Tara Schuster of Springfield said in an e-mail that she cited the same area last year and finds it the same this winter.

“Both northbound and southbound outside lanes of Peoria between Sangamon Avenue and when it turns into Ninth Street are ridiculous,” she said. “It is, to a point, dangerous to even attempt to drive in these lanes.”

She said there was an attempt made to fix that stretch of roadway last year, too, “but it made no difference at all.”
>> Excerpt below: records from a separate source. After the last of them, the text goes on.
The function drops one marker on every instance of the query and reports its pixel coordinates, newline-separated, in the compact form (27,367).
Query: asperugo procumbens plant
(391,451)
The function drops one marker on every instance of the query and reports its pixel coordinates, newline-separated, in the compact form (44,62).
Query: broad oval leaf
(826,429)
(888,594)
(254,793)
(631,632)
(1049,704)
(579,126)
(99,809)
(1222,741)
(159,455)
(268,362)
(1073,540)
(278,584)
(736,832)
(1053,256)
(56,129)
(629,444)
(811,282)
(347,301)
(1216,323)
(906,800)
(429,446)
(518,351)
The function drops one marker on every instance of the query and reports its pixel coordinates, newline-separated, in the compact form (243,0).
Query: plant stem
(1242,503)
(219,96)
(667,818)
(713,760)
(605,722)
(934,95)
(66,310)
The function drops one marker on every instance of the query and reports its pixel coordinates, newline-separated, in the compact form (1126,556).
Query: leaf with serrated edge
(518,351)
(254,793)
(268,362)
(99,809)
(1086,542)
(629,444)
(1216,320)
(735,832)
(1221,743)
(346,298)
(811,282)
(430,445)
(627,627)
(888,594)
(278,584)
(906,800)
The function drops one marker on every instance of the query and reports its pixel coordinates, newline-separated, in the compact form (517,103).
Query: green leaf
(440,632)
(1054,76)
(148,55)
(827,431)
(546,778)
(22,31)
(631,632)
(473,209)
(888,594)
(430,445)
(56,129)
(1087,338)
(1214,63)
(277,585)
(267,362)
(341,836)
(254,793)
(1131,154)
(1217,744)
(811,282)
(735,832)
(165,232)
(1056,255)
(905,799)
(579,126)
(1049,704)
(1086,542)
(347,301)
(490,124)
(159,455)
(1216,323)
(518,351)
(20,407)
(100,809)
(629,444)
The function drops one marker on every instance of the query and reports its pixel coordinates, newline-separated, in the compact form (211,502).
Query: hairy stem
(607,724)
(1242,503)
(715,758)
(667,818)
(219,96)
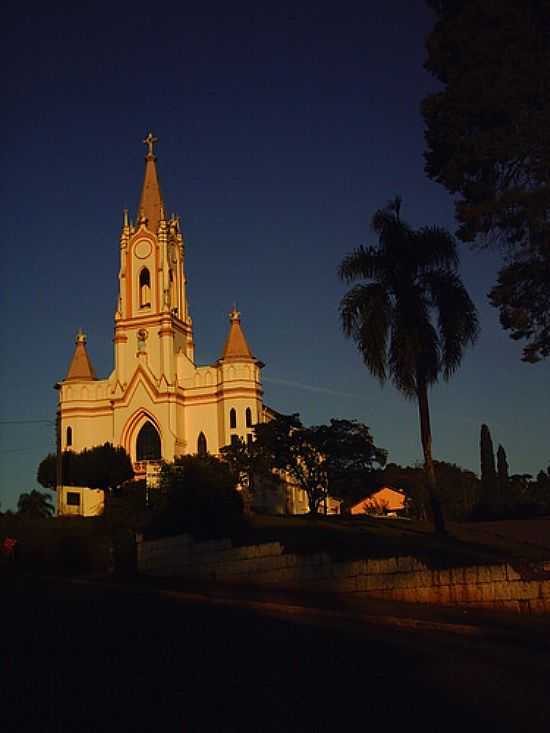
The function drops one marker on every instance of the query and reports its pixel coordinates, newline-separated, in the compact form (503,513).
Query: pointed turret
(236,347)
(151,205)
(80,368)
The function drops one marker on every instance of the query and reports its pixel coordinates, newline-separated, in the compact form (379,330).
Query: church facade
(157,403)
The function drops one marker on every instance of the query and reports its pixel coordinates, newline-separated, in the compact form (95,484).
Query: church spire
(150,204)
(236,347)
(80,368)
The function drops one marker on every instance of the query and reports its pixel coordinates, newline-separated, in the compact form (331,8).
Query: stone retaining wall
(522,588)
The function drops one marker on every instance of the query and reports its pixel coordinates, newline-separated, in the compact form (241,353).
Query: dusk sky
(281,130)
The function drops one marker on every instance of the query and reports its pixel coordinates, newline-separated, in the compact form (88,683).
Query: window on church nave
(148,444)
(202,448)
(144,288)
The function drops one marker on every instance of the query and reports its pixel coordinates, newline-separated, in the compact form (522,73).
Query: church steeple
(236,347)
(151,204)
(80,368)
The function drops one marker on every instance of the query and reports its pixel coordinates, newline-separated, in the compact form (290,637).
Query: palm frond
(414,344)
(363,262)
(366,316)
(457,316)
(435,247)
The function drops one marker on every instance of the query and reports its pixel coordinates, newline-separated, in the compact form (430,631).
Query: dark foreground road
(81,658)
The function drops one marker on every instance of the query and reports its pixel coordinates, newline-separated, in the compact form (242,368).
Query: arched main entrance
(148,444)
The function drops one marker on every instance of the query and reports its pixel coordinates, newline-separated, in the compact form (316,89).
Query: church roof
(236,347)
(150,203)
(80,367)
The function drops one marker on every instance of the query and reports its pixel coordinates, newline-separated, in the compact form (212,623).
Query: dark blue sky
(281,131)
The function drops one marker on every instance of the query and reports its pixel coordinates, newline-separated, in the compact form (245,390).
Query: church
(157,403)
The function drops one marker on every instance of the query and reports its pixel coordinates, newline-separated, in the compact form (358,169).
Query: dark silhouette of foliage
(522,294)
(488,471)
(459,488)
(47,472)
(102,467)
(502,473)
(197,495)
(335,459)
(412,317)
(35,505)
(251,468)
(488,143)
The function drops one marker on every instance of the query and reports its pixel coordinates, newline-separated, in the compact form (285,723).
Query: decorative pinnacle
(150,140)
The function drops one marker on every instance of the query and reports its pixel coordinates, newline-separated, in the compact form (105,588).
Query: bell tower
(152,321)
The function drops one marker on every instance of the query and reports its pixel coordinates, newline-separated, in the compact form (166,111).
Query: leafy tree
(412,319)
(198,495)
(522,294)
(488,471)
(459,488)
(35,505)
(250,466)
(350,457)
(331,459)
(102,467)
(502,473)
(46,473)
(488,143)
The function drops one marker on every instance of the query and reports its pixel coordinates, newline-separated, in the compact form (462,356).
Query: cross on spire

Instead of the outside lanes, it’s the middle lane of Sixth Street between South Grand Avenue and the Springfield Clinic that concerns Mike Esper of Springfield.

“It’s not necessarily a pothole, but the entire lane is a wreck and an embarrassment to our city,” he said. “To me, if you’re coming into town from the south to go to the (Abraham Lincoln Presidential) library and museum, that’s what you’d have to drive on.”

The spring overlay project should correct that problem.

Julie Becker of Springfield said she’s not driving on Chatham Road anymore because of all the potholes.

“I feel like I am driving an obstacle course, dodging back and forth,” she said in an e-mail. “None of those places of businesses are going to get my money, and it’s not their fault.”

For now, city and county crews are looking to temporary solutions to the pothole problem.

“We’re putting cold patch on them, and that will last until the next freeze/thaw cycle,” said Burger. “We’re working on a patching program for more permanent hot patch later in the spring.”